Murry acrescenta que os benefícios de saúde relatados pelos pacientes não podem ser atribuídos apenas às células reprogramadas, porque os homens também receberam um desvio coronário. “Se você faz duas coisas com alguém e elas melhoram, você não pode dizer qual causou”, diz ele.

Melhor abordagem

Os pesquisadores estão divididos sobre a melhor abordagem para introduzir cardiomiócitos no coração. Injetá-los normalmente é menos invasivo do que enxertar folhas de células, porque não requer cirurgia, embora os pacientes chineses tenham feito cirurgia para o desvio. Os defensores das injeções também argumentam que, em animais, o procedimento permitiu que o tecido se integrasse melhor ao coração e produzisse novos músculos.

Mas Philippe Menasché, cirurgião cardíaco da Universidade de Paris, diz que as injeções perfuram o órgão em vários locais, o que pode danificar o tecido. A abordagem também não é facilmente reproduzida, porque as células são injetadas de maneira aleatória e às vezes se agrupam, o que poderia contribuir para batimentos irregulares do coração, acrescenta.

Wang diz que seus pacientes sofreram curtos períodos de batimentos irregulares, mas não foram sustentados.

Em janeiro, o cirurgião cardíaco Yoshiki Sawa, na Universidade de Osaka, realizou o primeiro estudo em pessoa da abordagem alternativa; enxertar folhas de 100 milhões de células musculares cardíacas – derivadas de um doador saudável – no tecido doente do coração de um paciente. Sawa diz que o paciente saiu de terapia intensiva dentro de alguns dias. Ele planeja realizar o procedimento em mais 8 pacientes.
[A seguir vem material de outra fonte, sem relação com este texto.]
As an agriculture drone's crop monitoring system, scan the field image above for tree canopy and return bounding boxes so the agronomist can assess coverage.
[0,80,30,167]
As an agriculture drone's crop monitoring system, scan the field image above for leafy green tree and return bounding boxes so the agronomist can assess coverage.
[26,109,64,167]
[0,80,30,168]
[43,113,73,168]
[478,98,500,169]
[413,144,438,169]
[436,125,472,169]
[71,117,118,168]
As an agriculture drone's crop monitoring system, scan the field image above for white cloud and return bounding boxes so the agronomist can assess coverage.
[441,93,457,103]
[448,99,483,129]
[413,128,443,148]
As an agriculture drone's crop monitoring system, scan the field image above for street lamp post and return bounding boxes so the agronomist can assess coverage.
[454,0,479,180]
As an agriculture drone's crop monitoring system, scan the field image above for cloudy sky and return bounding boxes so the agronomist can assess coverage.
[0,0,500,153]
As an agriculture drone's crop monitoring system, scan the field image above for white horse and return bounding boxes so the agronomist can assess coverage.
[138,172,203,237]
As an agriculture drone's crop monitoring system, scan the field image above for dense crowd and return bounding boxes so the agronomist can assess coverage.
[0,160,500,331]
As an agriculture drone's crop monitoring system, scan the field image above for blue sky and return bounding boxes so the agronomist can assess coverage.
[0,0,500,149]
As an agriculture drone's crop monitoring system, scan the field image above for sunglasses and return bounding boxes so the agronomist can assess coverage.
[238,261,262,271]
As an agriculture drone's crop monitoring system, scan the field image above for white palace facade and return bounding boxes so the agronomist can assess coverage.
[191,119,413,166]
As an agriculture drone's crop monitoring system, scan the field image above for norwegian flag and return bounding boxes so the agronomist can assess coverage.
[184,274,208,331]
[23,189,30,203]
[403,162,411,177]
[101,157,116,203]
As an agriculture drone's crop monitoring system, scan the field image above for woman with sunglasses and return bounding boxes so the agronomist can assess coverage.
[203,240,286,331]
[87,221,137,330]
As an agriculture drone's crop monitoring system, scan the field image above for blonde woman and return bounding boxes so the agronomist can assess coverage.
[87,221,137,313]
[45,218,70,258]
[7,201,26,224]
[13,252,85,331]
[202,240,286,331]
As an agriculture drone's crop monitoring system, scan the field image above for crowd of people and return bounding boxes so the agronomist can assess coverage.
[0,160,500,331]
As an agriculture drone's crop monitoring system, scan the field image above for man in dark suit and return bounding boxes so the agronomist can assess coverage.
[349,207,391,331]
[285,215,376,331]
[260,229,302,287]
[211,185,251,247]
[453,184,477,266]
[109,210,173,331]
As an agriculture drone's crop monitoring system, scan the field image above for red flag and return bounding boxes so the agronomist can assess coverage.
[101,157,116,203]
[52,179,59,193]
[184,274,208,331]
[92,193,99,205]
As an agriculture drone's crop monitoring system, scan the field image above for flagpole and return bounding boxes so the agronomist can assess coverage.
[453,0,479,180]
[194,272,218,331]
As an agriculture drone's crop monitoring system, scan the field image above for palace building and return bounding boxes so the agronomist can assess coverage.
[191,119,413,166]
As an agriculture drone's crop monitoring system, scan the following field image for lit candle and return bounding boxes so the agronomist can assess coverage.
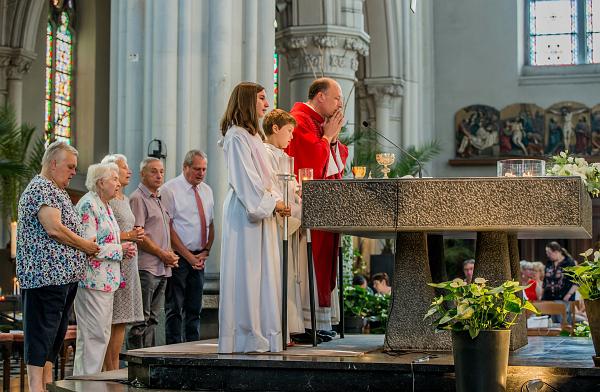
[10,222,17,259]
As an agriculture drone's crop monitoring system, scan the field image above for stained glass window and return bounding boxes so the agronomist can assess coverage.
[46,0,74,144]
[527,0,600,65]
[529,0,577,65]
[585,0,600,63]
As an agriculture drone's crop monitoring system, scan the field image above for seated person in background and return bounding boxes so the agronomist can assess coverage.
[463,259,475,284]
[542,241,578,301]
[352,275,373,294]
[519,260,533,286]
[371,272,392,294]
[525,261,546,301]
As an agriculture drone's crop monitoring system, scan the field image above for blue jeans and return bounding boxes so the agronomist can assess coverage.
[165,256,204,344]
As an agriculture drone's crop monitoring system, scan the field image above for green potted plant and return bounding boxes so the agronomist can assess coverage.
[0,106,45,257]
[565,248,600,367]
[425,278,537,392]
[344,286,373,333]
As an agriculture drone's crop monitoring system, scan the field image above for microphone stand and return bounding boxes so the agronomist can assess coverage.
[362,121,423,178]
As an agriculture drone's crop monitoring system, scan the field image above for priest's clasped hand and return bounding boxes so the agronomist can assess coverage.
[275,200,292,217]
[323,109,346,143]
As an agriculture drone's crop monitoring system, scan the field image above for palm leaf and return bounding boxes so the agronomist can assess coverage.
[390,140,442,177]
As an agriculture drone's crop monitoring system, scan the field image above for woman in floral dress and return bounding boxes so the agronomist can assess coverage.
[73,163,137,376]
[102,154,144,371]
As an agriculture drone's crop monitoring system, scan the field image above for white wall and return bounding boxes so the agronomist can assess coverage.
[434,0,600,177]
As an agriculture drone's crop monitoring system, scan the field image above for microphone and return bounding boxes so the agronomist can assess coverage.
[362,121,423,178]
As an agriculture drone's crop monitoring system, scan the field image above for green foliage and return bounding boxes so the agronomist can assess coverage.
[0,106,45,220]
[342,235,360,286]
[573,322,592,338]
[424,278,538,339]
[344,286,391,333]
[389,140,442,178]
[565,248,600,301]
[339,128,442,178]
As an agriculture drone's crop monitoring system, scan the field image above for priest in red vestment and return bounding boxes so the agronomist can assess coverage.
[287,78,348,308]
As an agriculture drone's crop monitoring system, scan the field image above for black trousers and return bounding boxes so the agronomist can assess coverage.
[165,252,204,344]
[23,282,78,367]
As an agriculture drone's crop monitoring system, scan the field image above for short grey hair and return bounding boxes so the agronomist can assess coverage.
[183,150,208,167]
[85,163,119,193]
[100,154,127,164]
[140,157,160,172]
[42,140,79,167]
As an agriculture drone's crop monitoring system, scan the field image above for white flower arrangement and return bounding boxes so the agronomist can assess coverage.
[546,151,600,197]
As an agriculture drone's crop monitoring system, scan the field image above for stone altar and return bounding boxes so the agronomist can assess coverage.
[302,177,592,350]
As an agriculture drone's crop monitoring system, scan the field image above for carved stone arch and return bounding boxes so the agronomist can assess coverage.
[0,0,45,53]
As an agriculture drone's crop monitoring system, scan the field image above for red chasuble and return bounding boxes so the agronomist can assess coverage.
[287,102,348,307]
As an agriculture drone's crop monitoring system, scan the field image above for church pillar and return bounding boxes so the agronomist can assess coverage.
[242,0,258,82]
[256,0,275,101]
[146,1,180,178]
[206,0,238,278]
[365,79,403,149]
[0,47,36,124]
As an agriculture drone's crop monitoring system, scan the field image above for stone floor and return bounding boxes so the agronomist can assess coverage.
[50,335,600,392]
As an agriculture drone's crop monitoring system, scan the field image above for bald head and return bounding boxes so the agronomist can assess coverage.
[308,78,344,118]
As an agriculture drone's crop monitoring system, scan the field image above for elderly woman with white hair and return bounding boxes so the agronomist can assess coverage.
[73,163,137,376]
[102,154,145,371]
[17,141,99,392]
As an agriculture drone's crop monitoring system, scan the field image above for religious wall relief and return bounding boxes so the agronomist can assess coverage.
[454,101,600,159]
[455,105,500,158]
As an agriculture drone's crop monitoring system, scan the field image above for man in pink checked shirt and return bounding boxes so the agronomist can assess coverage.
[161,150,214,344]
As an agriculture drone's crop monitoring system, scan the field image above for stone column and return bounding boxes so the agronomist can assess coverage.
[256,0,275,101]
[364,79,404,146]
[242,0,258,81]
[473,232,527,350]
[0,47,36,124]
[206,0,237,278]
[384,233,452,351]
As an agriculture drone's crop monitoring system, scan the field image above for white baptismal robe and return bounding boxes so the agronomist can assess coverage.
[265,143,304,333]
[219,126,283,353]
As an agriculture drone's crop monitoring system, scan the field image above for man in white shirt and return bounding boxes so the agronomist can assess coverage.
[161,150,214,344]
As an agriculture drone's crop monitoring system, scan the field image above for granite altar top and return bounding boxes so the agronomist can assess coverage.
[302,177,592,238]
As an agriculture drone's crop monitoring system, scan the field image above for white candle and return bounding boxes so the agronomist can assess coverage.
[10,222,17,259]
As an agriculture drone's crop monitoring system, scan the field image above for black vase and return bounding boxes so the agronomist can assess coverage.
[452,329,510,392]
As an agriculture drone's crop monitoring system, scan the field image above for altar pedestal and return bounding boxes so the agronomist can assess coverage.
[302,177,592,350]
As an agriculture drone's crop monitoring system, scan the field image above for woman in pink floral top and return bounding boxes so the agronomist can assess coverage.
[73,163,136,376]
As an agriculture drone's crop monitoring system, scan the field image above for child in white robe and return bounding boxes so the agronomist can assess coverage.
[263,109,305,340]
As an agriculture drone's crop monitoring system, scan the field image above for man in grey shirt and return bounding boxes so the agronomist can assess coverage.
[127,157,179,350]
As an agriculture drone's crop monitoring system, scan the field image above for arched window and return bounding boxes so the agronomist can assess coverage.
[525,0,600,65]
[45,0,75,144]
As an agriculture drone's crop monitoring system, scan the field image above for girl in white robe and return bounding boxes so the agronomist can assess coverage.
[219,82,290,353]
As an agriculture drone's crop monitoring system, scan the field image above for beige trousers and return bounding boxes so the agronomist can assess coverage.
[73,287,115,376]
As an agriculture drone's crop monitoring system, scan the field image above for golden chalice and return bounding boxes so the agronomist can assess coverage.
[375,152,396,178]
[352,166,367,180]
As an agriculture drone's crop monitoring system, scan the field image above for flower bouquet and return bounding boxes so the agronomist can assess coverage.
[546,151,600,197]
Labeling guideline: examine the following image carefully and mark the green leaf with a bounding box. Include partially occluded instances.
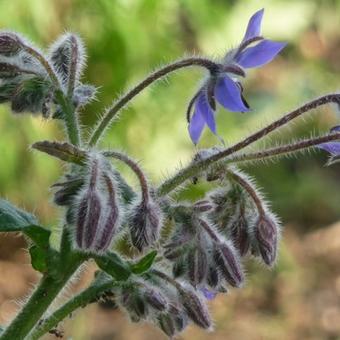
[29,245,48,273]
[130,250,157,274]
[0,199,51,248]
[95,253,131,281]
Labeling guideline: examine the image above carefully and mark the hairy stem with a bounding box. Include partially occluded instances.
[158,94,340,196]
[227,133,340,163]
[227,170,265,216]
[0,260,80,340]
[56,90,81,146]
[103,151,149,203]
[30,274,114,340]
[89,57,218,146]
[67,35,79,99]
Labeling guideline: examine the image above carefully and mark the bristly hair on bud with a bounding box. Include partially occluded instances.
[178,286,212,329]
[48,33,86,87]
[0,32,23,57]
[250,213,280,266]
[129,199,163,251]
[73,155,120,253]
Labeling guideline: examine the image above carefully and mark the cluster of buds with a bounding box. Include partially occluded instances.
[0,32,96,118]
[118,271,212,337]
[69,155,120,253]
[164,201,244,297]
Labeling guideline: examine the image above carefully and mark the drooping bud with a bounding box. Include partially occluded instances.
[0,32,23,56]
[120,289,149,322]
[178,288,212,329]
[75,159,102,250]
[194,200,213,213]
[129,200,162,251]
[188,245,208,287]
[214,242,244,287]
[49,33,85,85]
[72,84,97,107]
[157,313,176,338]
[94,174,119,251]
[207,266,220,288]
[231,206,250,256]
[252,215,280,266]
[169,305,189,332]
[144,288,168,312]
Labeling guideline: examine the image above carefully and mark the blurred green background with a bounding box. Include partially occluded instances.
[0,0,340,339]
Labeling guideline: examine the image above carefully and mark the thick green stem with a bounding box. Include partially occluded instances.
[30,274,114,340]
[0,261,79,340]
[56,91,81,146]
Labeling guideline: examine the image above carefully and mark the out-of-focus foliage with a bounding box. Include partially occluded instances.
[0,0,340,336]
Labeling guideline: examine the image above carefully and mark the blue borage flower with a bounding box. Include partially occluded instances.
[188,9,286,144]
[317,125,340,165]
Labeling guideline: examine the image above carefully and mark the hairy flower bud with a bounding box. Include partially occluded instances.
[120,289,149,322]
[129,201,162,251]
[76,160,102,249]
[231,213,250,256]
[188,246,208,287]
[72,84,97,107]
[178,288,212,328]
[157,313,176,338]
[0,32,22,56]
[214,243,244,287]
[253,215,279,266]
[144,288,168,312]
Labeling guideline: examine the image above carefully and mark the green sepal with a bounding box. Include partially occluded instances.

O trabalho em animais mostra que mais células tendem a sobreviver sendo transplantadas em lençóis ou adesivos do que quando injetadas.

Mas estudos também descobriram que essas células enxertadas não batem em sincronia com o coração. “Se você colocar um remendo na superfície, ele marcha para o seu próprio ritmo. Ele não liga e acompanha o resto do músculo cardíaco”, diz Murry.

Os pesquisadores também estão divididos em como as folhas funcionam. Estudos em animais sugerem que eles podem não criar novos músculos, mas secretam fatores de crescimento que rejuvenescem o tecido cardíaco existente, um processo conhecido como efeito parácrino.

Menasché planeja testar isso em pessoas apenas introduzindo as proteínas que as células secretam. Enquanto Zimmermann planeja testar se manchas de células suportadas por andaimes extracelulares criam novas células musculares.

Zimmermann acha que injeções e adesivos serão úteis se forem mostrados para o trabalho. É mais provável que a injeção ajude os pacientes que sofreram recentemente um ataque cardíaco para os quais a cirurgia pode não ser apropriada, enquanto os remendos podem ser usados naqueles com cicatrizes crônicas no tecido onde as células injetadas podem não sobreviver. “Definitivamente não será o caso de uma das abordagens ser a única que será útil”, diz ele. “Não existe uma abordagem única para todos os tipos”.